Teen MothersEditor: My reaction to Ken Hamblin's Nov. 16...


December 17, 1990

Teen Mothers

Editor: My reaction to Ken Hamblin's Nov. 16 column on teen mothers is that it is wrong because he has probably never been there.

I have been.

I was 16 years old when I had my son, and I did make it.

But I did have to quit school to be home with my son. Now I'm 21 years old and back in school, while my son is in school, too. And I think I'm proving that some teen-age mothers can make it.

Karen Baroch.


Lack of Trust

Editor: As a successful artist, Bennard B. Perlman is capable of painting pictures of both imagination and reality.

Knowing Mr. Perlman and his family as well as I do, I am not questioning the sincerity with which he expressed himself in the Nov. 22 Opinion * Commentary article, "Peace in an Arab Village." I would, however, like to make several observations.

As children from liberal Jewish American homes, both Dina and Jonathan Perlman have participated in various organizations in Israel in an effort to reach out and improve relationships between Israeli Arabs and Jews.
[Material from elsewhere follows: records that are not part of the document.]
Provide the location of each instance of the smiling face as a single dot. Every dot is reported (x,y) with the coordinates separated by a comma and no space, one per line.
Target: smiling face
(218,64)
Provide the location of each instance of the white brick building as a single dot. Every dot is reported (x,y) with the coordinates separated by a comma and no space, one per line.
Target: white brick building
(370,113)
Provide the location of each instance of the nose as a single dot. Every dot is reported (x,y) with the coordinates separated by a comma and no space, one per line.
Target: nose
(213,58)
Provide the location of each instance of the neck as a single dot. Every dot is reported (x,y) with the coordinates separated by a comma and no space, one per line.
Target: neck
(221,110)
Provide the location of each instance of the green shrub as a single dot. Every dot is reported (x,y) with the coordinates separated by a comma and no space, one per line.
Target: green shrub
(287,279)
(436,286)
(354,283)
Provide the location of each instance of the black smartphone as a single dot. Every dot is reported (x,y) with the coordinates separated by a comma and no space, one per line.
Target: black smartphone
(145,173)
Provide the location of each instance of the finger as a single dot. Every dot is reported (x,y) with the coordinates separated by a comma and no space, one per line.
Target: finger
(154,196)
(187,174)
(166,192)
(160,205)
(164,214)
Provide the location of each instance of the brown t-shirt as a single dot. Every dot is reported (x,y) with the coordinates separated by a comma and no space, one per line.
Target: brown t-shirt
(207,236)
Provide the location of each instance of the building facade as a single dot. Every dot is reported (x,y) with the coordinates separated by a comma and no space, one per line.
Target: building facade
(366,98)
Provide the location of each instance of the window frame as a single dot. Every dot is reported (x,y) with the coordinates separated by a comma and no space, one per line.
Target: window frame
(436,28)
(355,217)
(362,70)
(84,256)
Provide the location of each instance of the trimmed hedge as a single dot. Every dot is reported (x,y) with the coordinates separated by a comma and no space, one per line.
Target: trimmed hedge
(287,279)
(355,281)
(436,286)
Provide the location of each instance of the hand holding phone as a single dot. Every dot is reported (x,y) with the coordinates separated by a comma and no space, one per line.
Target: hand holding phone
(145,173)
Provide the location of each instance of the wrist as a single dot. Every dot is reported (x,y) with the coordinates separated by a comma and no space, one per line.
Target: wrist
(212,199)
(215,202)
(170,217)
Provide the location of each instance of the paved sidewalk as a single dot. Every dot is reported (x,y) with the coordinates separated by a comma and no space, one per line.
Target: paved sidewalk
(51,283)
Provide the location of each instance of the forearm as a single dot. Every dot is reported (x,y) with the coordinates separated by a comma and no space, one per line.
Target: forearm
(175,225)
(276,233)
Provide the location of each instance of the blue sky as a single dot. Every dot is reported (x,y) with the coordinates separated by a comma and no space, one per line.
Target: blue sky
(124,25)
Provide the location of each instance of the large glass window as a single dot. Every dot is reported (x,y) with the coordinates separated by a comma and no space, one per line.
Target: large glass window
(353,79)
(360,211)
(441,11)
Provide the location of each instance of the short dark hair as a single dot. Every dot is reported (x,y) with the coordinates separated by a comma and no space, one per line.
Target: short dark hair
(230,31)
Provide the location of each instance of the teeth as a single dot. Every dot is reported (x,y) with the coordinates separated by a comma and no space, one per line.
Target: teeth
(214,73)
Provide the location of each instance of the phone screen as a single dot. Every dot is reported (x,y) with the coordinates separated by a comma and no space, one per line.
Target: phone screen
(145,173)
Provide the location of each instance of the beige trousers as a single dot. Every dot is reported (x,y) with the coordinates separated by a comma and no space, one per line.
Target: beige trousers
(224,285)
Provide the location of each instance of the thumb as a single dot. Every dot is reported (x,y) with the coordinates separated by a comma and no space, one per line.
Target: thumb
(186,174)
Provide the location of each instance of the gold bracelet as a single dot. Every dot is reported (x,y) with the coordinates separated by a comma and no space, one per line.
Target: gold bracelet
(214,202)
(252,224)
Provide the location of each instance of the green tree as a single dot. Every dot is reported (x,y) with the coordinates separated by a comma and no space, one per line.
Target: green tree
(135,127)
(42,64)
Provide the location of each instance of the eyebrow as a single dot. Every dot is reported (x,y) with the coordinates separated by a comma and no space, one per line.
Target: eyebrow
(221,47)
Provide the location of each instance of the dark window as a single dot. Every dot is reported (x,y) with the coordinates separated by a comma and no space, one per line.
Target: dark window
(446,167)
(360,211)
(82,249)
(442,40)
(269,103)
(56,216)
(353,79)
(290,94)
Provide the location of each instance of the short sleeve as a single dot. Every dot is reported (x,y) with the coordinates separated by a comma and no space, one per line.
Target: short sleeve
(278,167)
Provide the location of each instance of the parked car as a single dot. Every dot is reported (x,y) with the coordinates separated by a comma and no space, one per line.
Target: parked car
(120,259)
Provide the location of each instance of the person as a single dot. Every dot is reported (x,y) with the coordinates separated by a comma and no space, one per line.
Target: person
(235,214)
So have my children who also live in Israel.

I, too, have had the experience of visiting Arab villages, and with my children and grandchildren I have attended a picnic where Arab families were invited friends.

Such efforts and friendships among Israelis are not isolated incidents.

There are sister communities in various parts of Israel as well as a kibbutz comprised of Arab and Jewish members. However, positive aspects of Israeli life are generally not newsworthy and rarely appear in American newspapers.

It simply isn't true that Israeli Jews fail to differentiate between Israeli Arabs and Arabs of the West Bank and Gaza.

Just walk into Hadassah Hospital in Jerusalem or Soroka Hospital in Beer-sheva. Both hospitals are full of Arab patients who receive equal medical treatment as Israelis.

It isn't hostility or ignorance that grips the residents of Israel. It is a lack of trust, mixed with fear in the minds and hearts of Jewish Israelis when they hear Israeli Arabs voice support for Israel's enemies.

It isn't the sound of Arabic in the streets, radio or television that threatens anyone. Israelis have long been accustomed to foreign tongues.

It is acts of terrorism that instill distrust and fear.

Irene Siegel.


Japan vs. U.S.

Editor: This is really a letter to the readers of The Sun. I was curious as to how many were disturbed, as I was by two articles in the Nov. 28 Business section. One lamented the layoff of 300 General Motors workers in the Baltimore plant because of

continued depressed automobile sales, while an article immediately below it jubilantly announced the building of a new Toyota plant in Kentucky that could enable the Japanese company to displace Chrysler as the nation's No. 3 carmaker.

Why is our government letting foreign manufacturers slowly destroy another U.S. industry? Why are we Americans not screaming at the top of our lungs? We are being stripped of the very industries which once made this country great, and it's happening with hardly a whimper of protest from any of us. The American electronics industry has already been buried and our computer industry is retreating within the sights of foreign snipers. The blatant use of unfair trade practices by foreign manufacturers is largely responsible. Incredibly, these practices are actually initiated and supported by our own government.

Maybe if you and I impose a one-year moratorium on all imported products, someone in our government will get the message. I think most of us could go for a year without buying a new Toyota automobile, television, microwave oven, compact disk player, computer or fax machine.

Larry E. Sturgill.


Bring Back ''Pogo''

Editor: Where go ''Pogo?''

Bring him back, please. We really need him now.

Ruth E. Presser.


Rail Is for Keeps

Editor: In ''On the Right Track?,'' Nov. 4, Doug Birch calls Baltimore's light rail project ''puppy love,'' accuses the Maryland Department of Transportation of ''flirting'' with similar proposals and charges that a ''a score of cities are similarly smitten.''

This fondness for rail projects should be welcomed. After all, cities decide to build rail systems for many reasons.

Some, like Buffalo and Miami, use rail to spur private development; others, such as Portland, want its clean air benefits; some seek to speed travel time for commuters without adding to roadway congestion. All understand that the operating cost savings of rail transit -- per passenger mile -- are significant.

Mr. Birch bases most of his negative opinions toward rail projects on a widely discredited report by Don H. Pickrell for the Urban Mass Transportation Administration (UMTA). That report (as well as the two articles) cited only a select few projects, ones that conveniently appeared to fit the anti-rail argument.

Where are the numbers for San Francisco's popular BART, the successful Boston and Chicago extensions or the respected San Diego Trolley that recovers 90 percent of its operating costs from paying passengers?